Insiden tersebut menyebabkan lebih dari 700.000 Rohingya melarikan diri ke Bangladesh dan banyak lainnya yang harus mengungsi di Burma.
Pemerintah terus membatasi akses ke kewarganegaraan dan kebebasan bergerak bagi Rohingya yang tinggal di Negara Bagian Rakhine.
"Kami juga sangat prihatin dengan laporan meluas tentang pelanggaran hak asasi manusia yang dilakukan oleh militer di Kachin dan Negara Bagian Shan, yang telah berkontribusi pada perpindahan lebih dari 100.000 anggota etnis minoritas."
Di daerah lain, komunitas agama minoritas telah melaporkan bahwa pihak berwenang telah terlalu membatasi praktik keagamaan dan perjalanan, menghancurkan properti dan teks agama, menolak atau gagal menyetujui izin untuk bangunan keagamaan dan renovasi, dan diskriminasi dalam pekerjaan publik.

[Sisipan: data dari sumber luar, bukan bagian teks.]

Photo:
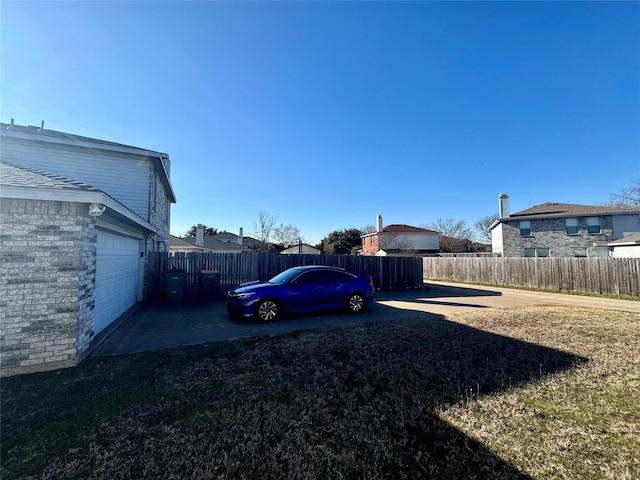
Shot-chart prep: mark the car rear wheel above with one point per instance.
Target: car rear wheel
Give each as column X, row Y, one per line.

"Kami mendesak otoritas Burma untuk melindungi kebebasan beragama di Burma, meminta pertanggungjawaban mereka atas pelanggaran, memberikan akses kemanusiaan tanpa hambatan kepada semua yang membutuhkan, dan memastikan perlindungan yang sama di bawah hukum untuk semua.

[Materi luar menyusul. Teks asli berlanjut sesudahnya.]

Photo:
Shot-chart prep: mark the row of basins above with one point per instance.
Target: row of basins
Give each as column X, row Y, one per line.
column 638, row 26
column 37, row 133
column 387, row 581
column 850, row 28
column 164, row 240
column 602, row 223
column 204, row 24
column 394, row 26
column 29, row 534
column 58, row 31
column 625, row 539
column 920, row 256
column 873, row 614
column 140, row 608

"Di Negara Bagian Rakhine, kami menyerukan kepada pihak berwenang Burma untuk menciptakan kondisi sehingga mereka yang dipindahkan dapat kembali ke tempat asal mereka secara sukarela, dan dengan keselamatan, keamanan, dan martabat."
China
Keprihatinan atas kebebasan beragama di Tiongkok juga menuai keprihatinan. Seruan kepada pemerintah China untuk menghormati hak asasi manusia semua individu pun bergema.
Banyak anggota kelompok minoritas agama di China --termasuk Muslim Uighur, Hui, dan Kazakh; Buddha Tibet; Umat ​​Katolik; Protestan; dan Falun Gong-- menghadapi penindasan dan diskriminasi yang parah karena keyakinan mereka.
Komunitas-komunitas ini secara konsisten melaporkan insiden di mana pihak berwenang diduga menyiksa, secara fisik menyalahgunakan, secara sewenang-wenang menangkap, menahan, menghukum penjara, atau melecehkan penganut kelompok agama yang terdaftar dan tidak terdaftar untuk kegiatan yang berkaitan dengan keyakinan agama mereka dan praktik damai.
Pihak berwenang juga membatasi perjalanan dan mengganggu pemilihan, pendidikan, dan pemujaan para pemimpin agama bagi banyak kelompok agama. Kami prihatin dengan upaya lama pemerintah untuk menekan identitas agama, linguistik, dan budaya Umat Muslim dan Tibet.
"... Kami sangat mendesak pemerintah China untuk melindungi kebebasan beragama semua individu dan untuk menghormati hak asasi manusia semua anggota kelompok agama sesuai dengan komitmen internasional China untuk menghormati kebebasan beragama. Perkembangan seperti itu akan meningkatkan perdamaian, keamanan, dan stabilitas di China dan di antara negara-negara tetangganya."